In the early 1900’s, Alberto Santo-Dumont floated over Paris in his own flying machine for leisure and for errand-running. To test out his machine’s prowess, he raced against cars—and won! Alberto loved flying. He longed to invent the first completely self-propelled airplane though, believing it would change the world and bring peace to it. To help him keep time while flying, his good friend Louis Cartier invented a wrist watch for him three years before his big flight.
On a chilly, fall morning in 1906, Alberto prepared to show off his newly invented airplane to a crowd of nearly one thousand people. Even though engineers had been attempting this same feat for years, the people had confidence that Santos would succeed where they had not. Louis Bleriot, a fellow inventor, arrived for this demonstration with his newly invented airplane, hoping to beat Alberto into the air. Spectators silently watched as Santos walked over to his competitor. Being the gracious man he was, he deferred to Bleriot by allowing him the first opportunity to fly. Three failed attempts later, his machine crashed without ever getting off the ground.
Alberto started his engine and barreled down the field “in a burst of energy.” The crowd cheered as they watched in amazement as Alberto flew over head—higher and higher. Despite a hard landing and some damage to the plane, he rejoiced in being the first man to take off in a plane using its own power. Using his wrist watch to keep time, Alberto realized he had broken the speed record of his previous flying machine. He was celebrated throughout the world! Unfortunately, history nearly forgot Alberto Santo-Dumont, at least until now.
Victoria Griffith’s The Fabulous Flying Machines of Alberto Santo-Dumont is both captivating and informative. Like most people, I grew up with the belief that the Wright Brothers were the first men in flight. They rightly deserve a place in American and flight history. Alberto, according to the research provided in the book, had the first completely machine propelled plane. Apparently, the Wright Brother’s plane needed some assistance getting off the ground. Interestingly, Alberto and the people in Paris were not even aware of the Wright Brothers’ accomplishment which took place three years before the flight in France. There is more fascinating information in the extensive Author’s Note section of the book.
The skillfully written narrative brings history and Alberto to life. Griffith humanizes him by depicting his friendship with Cartier and his interactions with others while drawing him as a larger than life character floating around Paris and inventing flying machines. Eva Montanari has created remarkable illustrations in soft colors using paints and chalks that reflect the text and era well.
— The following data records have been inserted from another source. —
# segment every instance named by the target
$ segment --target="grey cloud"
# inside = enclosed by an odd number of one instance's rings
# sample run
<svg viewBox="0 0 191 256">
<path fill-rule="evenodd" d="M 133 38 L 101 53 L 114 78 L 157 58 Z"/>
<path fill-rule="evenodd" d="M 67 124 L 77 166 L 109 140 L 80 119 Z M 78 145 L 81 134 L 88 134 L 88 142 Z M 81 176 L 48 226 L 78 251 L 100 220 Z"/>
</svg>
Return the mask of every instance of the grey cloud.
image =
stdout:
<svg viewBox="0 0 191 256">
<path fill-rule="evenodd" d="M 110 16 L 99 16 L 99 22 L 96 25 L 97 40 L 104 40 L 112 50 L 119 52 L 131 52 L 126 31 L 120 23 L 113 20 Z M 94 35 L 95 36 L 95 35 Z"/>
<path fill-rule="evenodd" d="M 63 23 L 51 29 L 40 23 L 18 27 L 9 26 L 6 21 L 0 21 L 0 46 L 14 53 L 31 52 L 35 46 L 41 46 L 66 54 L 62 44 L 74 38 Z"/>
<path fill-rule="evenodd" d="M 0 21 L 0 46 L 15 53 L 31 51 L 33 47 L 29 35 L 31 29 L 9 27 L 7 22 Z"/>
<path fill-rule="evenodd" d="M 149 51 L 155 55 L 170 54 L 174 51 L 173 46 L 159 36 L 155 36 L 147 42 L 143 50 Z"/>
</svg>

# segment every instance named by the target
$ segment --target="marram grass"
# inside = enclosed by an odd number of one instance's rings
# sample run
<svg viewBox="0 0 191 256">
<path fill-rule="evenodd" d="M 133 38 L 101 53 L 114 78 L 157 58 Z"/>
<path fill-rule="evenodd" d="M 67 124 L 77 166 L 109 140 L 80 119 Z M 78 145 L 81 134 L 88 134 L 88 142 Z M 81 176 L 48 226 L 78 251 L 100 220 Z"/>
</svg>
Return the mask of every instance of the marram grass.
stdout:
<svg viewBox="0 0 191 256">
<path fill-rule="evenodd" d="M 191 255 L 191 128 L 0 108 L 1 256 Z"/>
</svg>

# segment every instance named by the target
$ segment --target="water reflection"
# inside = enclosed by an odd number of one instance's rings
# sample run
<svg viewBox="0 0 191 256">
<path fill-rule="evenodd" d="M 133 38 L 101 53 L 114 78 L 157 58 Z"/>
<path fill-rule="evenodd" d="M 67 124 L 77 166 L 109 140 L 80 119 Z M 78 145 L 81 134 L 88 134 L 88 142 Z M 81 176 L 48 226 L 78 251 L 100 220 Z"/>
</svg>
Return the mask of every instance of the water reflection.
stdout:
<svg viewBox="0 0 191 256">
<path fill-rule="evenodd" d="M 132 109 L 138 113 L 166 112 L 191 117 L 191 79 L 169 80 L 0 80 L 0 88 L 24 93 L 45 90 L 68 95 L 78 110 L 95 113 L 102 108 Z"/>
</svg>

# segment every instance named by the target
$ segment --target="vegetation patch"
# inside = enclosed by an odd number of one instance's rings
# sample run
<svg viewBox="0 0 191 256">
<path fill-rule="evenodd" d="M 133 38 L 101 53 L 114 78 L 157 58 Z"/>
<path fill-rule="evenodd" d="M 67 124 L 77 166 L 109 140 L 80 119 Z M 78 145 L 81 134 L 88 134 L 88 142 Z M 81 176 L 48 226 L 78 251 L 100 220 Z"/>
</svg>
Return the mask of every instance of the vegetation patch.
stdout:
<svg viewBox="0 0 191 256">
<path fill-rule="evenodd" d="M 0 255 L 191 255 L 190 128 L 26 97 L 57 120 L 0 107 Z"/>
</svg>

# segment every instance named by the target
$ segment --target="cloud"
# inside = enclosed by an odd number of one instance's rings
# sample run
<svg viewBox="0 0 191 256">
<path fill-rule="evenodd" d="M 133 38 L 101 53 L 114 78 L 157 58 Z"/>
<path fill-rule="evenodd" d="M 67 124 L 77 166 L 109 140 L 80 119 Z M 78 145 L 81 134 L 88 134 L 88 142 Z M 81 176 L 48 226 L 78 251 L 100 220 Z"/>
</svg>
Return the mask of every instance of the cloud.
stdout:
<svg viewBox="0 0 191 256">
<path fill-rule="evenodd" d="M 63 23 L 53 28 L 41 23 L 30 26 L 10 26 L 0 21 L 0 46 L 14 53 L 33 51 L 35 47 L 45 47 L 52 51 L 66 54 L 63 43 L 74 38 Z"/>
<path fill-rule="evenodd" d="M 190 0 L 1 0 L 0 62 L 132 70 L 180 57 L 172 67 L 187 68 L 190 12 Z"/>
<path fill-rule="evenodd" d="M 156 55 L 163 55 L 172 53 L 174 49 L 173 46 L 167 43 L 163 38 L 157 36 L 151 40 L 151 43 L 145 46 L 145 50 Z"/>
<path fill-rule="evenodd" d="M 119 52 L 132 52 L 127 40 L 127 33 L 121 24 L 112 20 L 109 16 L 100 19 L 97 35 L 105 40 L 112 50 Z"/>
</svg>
I recommend The Fabulous Flying Machines of Alberto Santo-Dumont for ages 7 and up.
- Character: look closely at how Alberto interacts with the people in his life; what character qualities does he possess? give at least one detail from the story to support each quality
- Friendship: examine the friendship between Cartier and Alberto; what qualities should a good friend possess? which ones are depicted in their relationship?
- Purpose: discuss how Alberto’s desire to better the world drove him to invent the airplane; how has he succeeded? how has the airplane been used that would disappoint him?
- History: research and create a time line of aviation history
- Geography: identify Brazil and France on a globe; learn some basic facts about the countries such as capitals, climates, and terrains; compare/contrast with area child lives
- Compare/Contrast: research the life and accomplishments of the Wright Brothers or Louis Bleriot; compare and contrast to the life and accomplishments of Alberto Santos-Dumont
- Journal: write a journal entry from the perspective of one of the spectators or Alberto; what do they see? feel? think?